D213 Boiling behaviors on a vertical plate in pool boiling at high pressures

Experiments were carried out to observe boiling behaviors of water on a vertical surface at pressures from 0.35MPa to 5MPa. The growth curves of the primary bubbles are well described by the t^<1/2> variation over the whole range of pressures. The growth rates of primary bubbles are proportional to the square root of the Jakob number, and agree with the correlation by Labuntsov with the arbitrary constant β=3. The nucleation site densities measured up to 5MPa increased in proportion to about the 1.5th power of the pressure under equivalent heat flux conditions. The dependence of the nucleation site densities on the heat flux is very similar to the results obtained near atmospheric pressure where the nucleation site density is proportional to the 1.5th power of the heat flux

D214 Measurements of surface heat flux and surface temperature under a boiling bubble at low pressure condition

Compared to single-phase flow, nucleate boiling has high heat transfer coefficient and is widely used in heat exchangers, boilers and BWR, etc. The nucleate boiling has been studied extensively but its heat transfer mechanism is still unknown. Recently, JAEA has developed a technology for the measurements of the surface heat flux and surface temperature distributions. The technology solved inverse heat conduction problem to get the surface heat flux and surface temperature distributions, with using a measured inside wall temperature distribution data from self-developed high sensitive temperature sensors. The temperature sensors are allocated in high density (utmost 6 points in 1 mm), at a depth several micro meters beneath the heated surface. In this paper, with using the developed technology, we measured the surface heat Flux and surface temperature distributions under a nucleate pool boiling bubble at both atmospheric pressure and a lower pressure. Image information of boiling bubble was recorded with a high speed camera synchronized with the temperature measurements. To control the position of boiling bubble, we mirror processed the heated surface and formed a nucleus at the center of the surface. Temperature sensors are allocated beside the nucleus, in a density of upmost 6 points per 1mm and at a depth about 1.4μm beneath the surface. Based on the experimental data, we examined boiling heat transfer models. In the present experimental conditions, surface heat flux distribution in the boiling process shows contact line heat transfer model is correct.

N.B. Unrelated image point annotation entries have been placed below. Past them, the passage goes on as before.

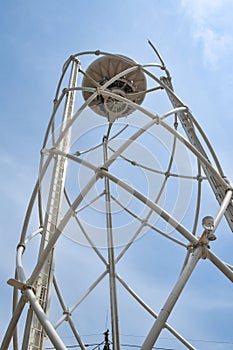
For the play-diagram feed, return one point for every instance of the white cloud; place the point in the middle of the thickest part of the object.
(209, 21)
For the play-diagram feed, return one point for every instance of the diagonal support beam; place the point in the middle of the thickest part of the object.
(171, 300)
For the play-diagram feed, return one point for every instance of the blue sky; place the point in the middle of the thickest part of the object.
(195, 39)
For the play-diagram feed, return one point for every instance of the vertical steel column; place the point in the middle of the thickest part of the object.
(35, 339)
(171, 300)
(111, 258)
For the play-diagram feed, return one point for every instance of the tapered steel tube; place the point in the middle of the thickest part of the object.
(44, 281)
(171, 301)
(111, 259)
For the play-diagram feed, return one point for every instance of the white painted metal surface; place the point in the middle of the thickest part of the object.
(106, 167)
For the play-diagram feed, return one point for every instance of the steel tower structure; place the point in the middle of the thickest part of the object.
(113, 171)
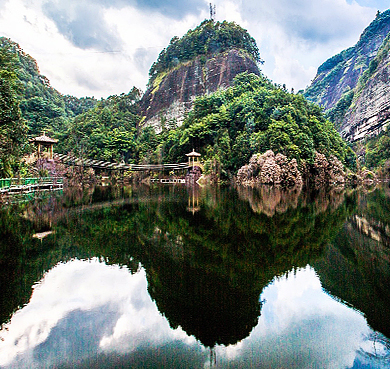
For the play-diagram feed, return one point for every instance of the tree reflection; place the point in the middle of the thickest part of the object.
(205, 269)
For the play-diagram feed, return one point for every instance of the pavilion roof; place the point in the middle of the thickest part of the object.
(193, 153)
(43, 139)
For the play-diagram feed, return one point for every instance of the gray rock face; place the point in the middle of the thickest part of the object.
(369, 113)
(171, 95)
(341, 73)
(345, 76)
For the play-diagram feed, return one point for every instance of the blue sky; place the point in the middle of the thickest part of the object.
(101, 47)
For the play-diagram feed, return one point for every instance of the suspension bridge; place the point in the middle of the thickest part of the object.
(105, 165)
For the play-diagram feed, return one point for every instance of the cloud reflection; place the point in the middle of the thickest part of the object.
(85, 309)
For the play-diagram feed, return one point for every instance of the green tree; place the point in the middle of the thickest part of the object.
(12, 128)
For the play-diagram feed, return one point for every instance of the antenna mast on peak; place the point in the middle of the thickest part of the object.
(212, 11)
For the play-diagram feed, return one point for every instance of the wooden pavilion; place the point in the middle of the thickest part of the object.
(44, 142)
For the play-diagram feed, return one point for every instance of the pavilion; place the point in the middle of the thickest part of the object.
(44, 142)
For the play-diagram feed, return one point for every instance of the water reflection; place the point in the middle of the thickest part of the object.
(160, 284)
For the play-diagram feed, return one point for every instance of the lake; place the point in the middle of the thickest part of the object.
(176, 277)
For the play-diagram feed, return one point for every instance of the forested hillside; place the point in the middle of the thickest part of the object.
(248, 115)
(43, 107)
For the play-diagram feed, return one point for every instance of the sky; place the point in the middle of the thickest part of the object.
(105, 47)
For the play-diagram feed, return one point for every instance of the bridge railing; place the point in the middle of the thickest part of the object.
(8, 183)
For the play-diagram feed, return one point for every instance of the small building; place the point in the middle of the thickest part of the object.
(44, 144)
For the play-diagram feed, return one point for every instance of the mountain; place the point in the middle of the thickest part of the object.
(42, 106)
(369, 112)
(336, 81)
(202, 61)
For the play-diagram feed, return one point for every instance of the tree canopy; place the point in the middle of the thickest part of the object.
(208, 38)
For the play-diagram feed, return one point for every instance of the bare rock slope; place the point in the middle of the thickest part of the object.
(170, 96)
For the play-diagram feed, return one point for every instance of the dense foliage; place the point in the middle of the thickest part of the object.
(253, 116)
(345, 68)
(12, 128)
(378, 150)
(109, 131)
(208, 38)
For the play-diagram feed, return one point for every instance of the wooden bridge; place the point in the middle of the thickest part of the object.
(105, 165)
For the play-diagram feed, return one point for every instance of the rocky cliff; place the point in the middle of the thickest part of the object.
(369, 113)
(340, 74)
(171, 94)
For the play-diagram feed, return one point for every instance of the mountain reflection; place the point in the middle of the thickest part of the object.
(205, 269)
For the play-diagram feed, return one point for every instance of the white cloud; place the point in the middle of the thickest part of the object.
(105, 309)
(294, 37)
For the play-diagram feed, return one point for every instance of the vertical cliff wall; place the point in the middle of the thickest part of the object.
(171, 95)
(341, 73)
(369, 113)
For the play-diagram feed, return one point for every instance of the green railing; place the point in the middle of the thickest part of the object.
(13, 182)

D221 An Experimental Study on Free Convection Heat Transfer from Horizontal Finned Cylinders Set

For improvement of reliability, the air cooling heat exchanger of natural convection type has been developed. Since the heat transfer coefficient was small in the case of natural convection flow, finned cylinders set was studied for increasing heat exchange area. However, the composition of finned cylinders set which has the maximum heat transfer coefficient is unknown, so heat exchanger design can't be performed. Then, the maximum heat transfer coefficient of finned cylinders set is investigated by examination with stuck and finned cylinders set. A result is that, when a vertical direction pitch is 5 times of fin diameter, a heat transfer coefficient is max, because of the effect between the stuck and the decreasing temperature of natural convection flow with expanding vertical pitch. As compared with 1 pipe in open space, it is conformed that finned cylinders set mean heat transfer coefficient increased by 1.6 times.

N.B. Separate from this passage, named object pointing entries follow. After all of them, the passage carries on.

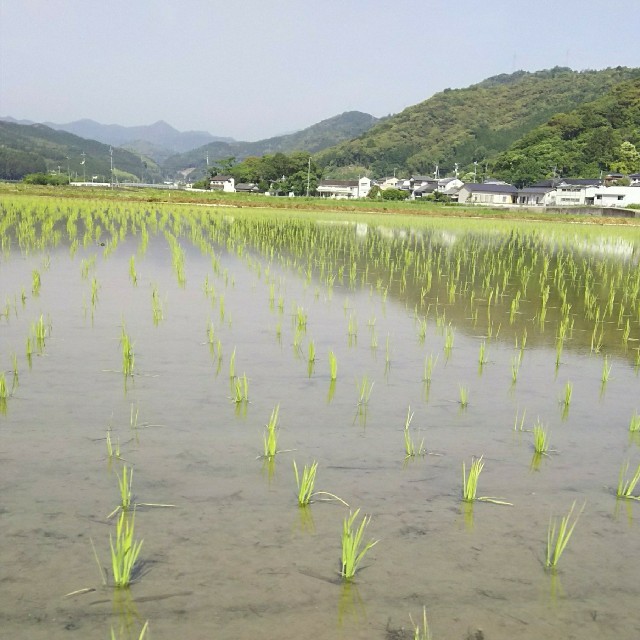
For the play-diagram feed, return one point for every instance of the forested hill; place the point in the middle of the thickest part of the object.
(312, 139)
(600, 136)
(473, 124)
(35, 148)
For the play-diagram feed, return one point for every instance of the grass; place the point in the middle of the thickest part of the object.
(421, 632)
(124, 551)
(128, 355)
(353, 548)
(464, 397)
(333, 365)
(540, 439)
(470, 483)
(364, 390)
(409, 446)
(270, 438)
(558, 535)
(627, 487)
(306, 482)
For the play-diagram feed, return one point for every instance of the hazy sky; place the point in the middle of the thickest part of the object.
(251, 69)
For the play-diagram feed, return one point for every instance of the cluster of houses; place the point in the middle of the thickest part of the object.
(558, 192)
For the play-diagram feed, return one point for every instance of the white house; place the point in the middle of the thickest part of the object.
(616, 196)
(223, 183)
(344, 189)
(573, 192)
(487, 193)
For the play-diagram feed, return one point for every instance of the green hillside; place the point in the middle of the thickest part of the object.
(33, 148)
(473, 124)
(312, 139)
(600, 136)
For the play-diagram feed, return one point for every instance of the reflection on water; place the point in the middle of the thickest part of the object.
(469, 323)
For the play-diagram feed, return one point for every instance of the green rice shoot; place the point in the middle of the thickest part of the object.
(353, 548)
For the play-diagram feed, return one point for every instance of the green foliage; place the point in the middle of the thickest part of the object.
(475, 123)
(601, 135)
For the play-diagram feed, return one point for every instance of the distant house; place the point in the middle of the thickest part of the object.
(344, 189)
(389, 183)
(222, 183)
(534, 196)
(487, 194)
(574, 192)
(616, 196)
(247, 187)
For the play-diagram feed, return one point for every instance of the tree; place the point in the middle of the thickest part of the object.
(628, 159)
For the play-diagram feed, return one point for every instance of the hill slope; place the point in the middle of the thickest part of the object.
(312, 139)
(476, 123)
(51, 150)
(598, 136)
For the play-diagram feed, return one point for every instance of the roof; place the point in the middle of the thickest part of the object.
(338, 183)
(472, 187)
(534, 189)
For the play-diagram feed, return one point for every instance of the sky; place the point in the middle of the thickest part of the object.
(252, 69)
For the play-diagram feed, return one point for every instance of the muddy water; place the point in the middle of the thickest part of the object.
(235, 557)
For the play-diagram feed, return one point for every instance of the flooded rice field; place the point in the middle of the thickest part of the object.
(146, 350)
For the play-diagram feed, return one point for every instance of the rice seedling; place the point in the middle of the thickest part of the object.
(124, 551)
(353, 549)
(470, 483)
(568, 392)
(464, 396)
(606, 370)
(515, 366)
(482, 359)
(35, 283)
(627, 487)
(559, 534)
(128, 355)
(125, 487)
(540, 439)
(364, 390)
(409, 446)
(133, 276)
(270, 438)
(429, 364)
(232, 365)
(241, 389)
(113, 452)
(519, 426)
(306, 482)
(424, 632)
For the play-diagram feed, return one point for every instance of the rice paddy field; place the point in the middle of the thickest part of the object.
(469, 391)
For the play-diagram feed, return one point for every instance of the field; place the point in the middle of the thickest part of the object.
(163, 365)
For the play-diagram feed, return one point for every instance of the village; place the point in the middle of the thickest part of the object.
(612, 190)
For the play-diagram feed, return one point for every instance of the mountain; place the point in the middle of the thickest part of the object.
(472, 124)
(36, 147)
(312, 139)
(158, 141)
(599, 136)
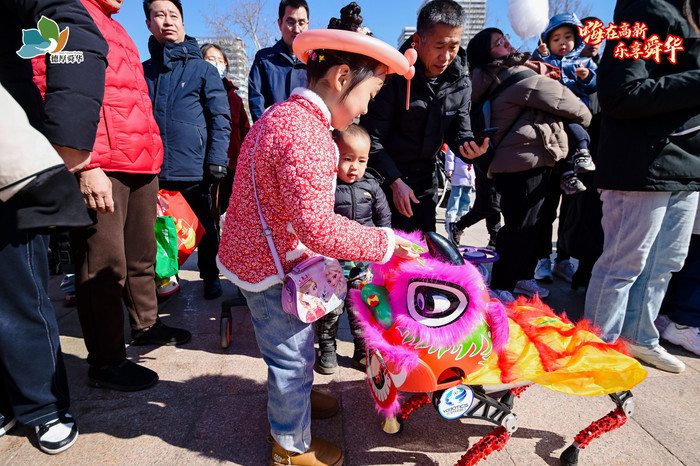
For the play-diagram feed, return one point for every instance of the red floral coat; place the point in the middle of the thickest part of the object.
(296, 162)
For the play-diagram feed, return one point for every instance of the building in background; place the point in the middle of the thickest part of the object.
(238, 62)
(476, 19)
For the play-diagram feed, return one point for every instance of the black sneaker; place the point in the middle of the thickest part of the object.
(359, 358)
(212, 288)
(7, 424)
(125, 376)
(583, 161)
(57, 435)
(160, 334)
(570, 184)
(327, 357)
(454, 233)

D222 Upward heat flux through the horizontal fluid layer with time-dependent sinusoidal wall temperature at the top or bottom walls

Either top or bottom wall temperature of an infinite horizontal fluid layer is time-dependently and sinusoidally oscillated with the constant average temperature on the opposing horizontal wall. This is the system with no temperature difference between the top and bottom walls in a time-averaged sense, as studied by Kalabin et al. for a square channel. The fluid is Newtonian and Boussinesq approximation is made. The fluid layer of height 1 versus the horizontal width 4 is adopted and numerical computation is carried out. The time-averaged heat flux is always positive, i.e., upward, even if the time-averaged temperature difference is zero between the top and bottom walls. This holds even if the oscillating temperature is on either the top or bottom walls.

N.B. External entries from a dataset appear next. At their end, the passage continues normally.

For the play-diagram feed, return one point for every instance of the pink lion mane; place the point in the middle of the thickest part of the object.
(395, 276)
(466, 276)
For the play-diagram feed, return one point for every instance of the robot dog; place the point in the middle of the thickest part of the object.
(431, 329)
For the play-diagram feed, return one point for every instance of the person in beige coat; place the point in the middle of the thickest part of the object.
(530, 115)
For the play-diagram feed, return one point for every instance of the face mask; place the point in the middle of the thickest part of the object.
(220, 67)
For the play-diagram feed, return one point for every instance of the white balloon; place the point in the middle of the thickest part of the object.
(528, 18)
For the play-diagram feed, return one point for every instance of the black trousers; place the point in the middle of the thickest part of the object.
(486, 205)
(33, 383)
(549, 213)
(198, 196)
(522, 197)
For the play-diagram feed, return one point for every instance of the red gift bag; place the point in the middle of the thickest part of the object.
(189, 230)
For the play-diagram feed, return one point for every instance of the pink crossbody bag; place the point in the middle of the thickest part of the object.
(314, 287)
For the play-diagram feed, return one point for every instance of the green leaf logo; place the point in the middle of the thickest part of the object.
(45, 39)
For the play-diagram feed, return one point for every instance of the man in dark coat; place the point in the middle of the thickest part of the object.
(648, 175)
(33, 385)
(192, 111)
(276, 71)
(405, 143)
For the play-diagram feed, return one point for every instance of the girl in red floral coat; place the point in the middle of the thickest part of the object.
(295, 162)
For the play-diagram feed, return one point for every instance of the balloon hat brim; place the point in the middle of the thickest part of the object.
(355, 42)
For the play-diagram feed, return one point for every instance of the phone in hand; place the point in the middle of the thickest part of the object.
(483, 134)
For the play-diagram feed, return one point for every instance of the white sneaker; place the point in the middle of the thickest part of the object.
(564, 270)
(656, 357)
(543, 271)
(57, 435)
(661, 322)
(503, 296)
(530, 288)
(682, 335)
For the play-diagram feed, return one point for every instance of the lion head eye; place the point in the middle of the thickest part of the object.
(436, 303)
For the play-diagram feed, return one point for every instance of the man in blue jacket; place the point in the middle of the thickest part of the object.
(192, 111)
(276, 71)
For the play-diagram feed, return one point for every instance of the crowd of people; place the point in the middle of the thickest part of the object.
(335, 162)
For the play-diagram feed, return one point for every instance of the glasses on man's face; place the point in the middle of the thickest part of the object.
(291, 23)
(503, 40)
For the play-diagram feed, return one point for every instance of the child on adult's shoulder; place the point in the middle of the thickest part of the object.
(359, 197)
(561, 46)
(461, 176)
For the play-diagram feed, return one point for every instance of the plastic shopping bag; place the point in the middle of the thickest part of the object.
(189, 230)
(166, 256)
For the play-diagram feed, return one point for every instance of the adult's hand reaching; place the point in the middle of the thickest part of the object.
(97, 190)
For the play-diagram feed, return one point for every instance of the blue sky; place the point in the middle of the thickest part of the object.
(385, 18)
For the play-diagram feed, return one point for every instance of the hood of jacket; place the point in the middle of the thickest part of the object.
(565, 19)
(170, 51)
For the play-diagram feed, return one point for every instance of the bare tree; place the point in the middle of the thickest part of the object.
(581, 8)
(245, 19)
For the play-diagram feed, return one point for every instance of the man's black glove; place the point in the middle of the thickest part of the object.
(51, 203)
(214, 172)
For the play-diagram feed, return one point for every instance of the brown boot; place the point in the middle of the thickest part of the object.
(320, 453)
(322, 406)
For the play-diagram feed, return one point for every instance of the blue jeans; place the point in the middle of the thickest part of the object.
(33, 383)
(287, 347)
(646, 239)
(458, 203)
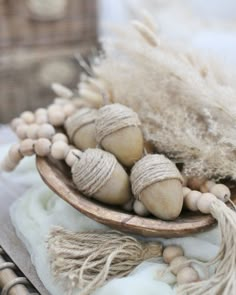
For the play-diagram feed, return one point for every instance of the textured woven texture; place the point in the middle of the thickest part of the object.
(114, 117)
(93, 170)
(152, 169)
(79, 119)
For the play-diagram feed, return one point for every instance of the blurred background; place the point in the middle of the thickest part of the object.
(40, 39)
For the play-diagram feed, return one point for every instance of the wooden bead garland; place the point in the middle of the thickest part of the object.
(118, 132)
(179, 265)
(97, 173)
(80, 128)
(156, 182)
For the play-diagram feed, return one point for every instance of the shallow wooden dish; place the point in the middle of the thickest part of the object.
(58, 177)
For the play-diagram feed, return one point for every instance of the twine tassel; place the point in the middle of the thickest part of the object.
(223, 280)
(87, 260)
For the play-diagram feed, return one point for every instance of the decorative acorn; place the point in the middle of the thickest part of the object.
(98, 174)
(80, 128)
(118, 132)
(156, 182)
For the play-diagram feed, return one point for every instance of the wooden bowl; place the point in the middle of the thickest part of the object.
(58, 177)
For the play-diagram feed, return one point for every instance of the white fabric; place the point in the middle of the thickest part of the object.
(39, 209)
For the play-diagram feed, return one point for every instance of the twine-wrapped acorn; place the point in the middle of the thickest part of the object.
(80, 128)
(157, 183)
(98, 174)
(118, 132)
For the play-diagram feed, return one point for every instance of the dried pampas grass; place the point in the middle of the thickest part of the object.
(187, 105)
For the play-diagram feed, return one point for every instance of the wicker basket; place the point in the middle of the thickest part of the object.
(37, 47)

D223 Heat transfer and fluid flow on the heated disk during the laminar forced convection

Heat transfer and fluid flow on the heated disc during the laminar forced convection have been investigated experimentally. The gas flow in the acrylic cylindrical pipe was laminated by the plastic honeycomb and packed bed of polystyrene. The heater was set centrally apart from the exit of the pipe. When the distance between the exit of the pipe and the heater, h, was 20mm, there was the critical line for the vortex due to the natural convection on the Re-Gr map. On the other hand, for h=mm, there was no vortex in there experimental conditions. By comparing the gas flow patterns and temperature distribution, it suggested the fluid body with high temperature was traveling along the radius direction.

D224 The heat transfer enhancement mechanism on the forced convection by spraying a slight quantity of mist

This paper describes the heat transfer enhancement mechanism on the forced convection by spraying a slight quantity of mist in a channel of a backward-facing step flow. The mist reduces temperature of a main flow by displacement of the latent heat accompanying evaporation. In this research, about the above-mentioned phenomenon was done by both of the experiment and the computer simulation. And, we compared those results and considered that about the relation of the behavior and evaporation process of the mist. Finally, about the mechanism of the heat transfer enhancement by spraying a slight quantity of mist in a recirculation region was discussed.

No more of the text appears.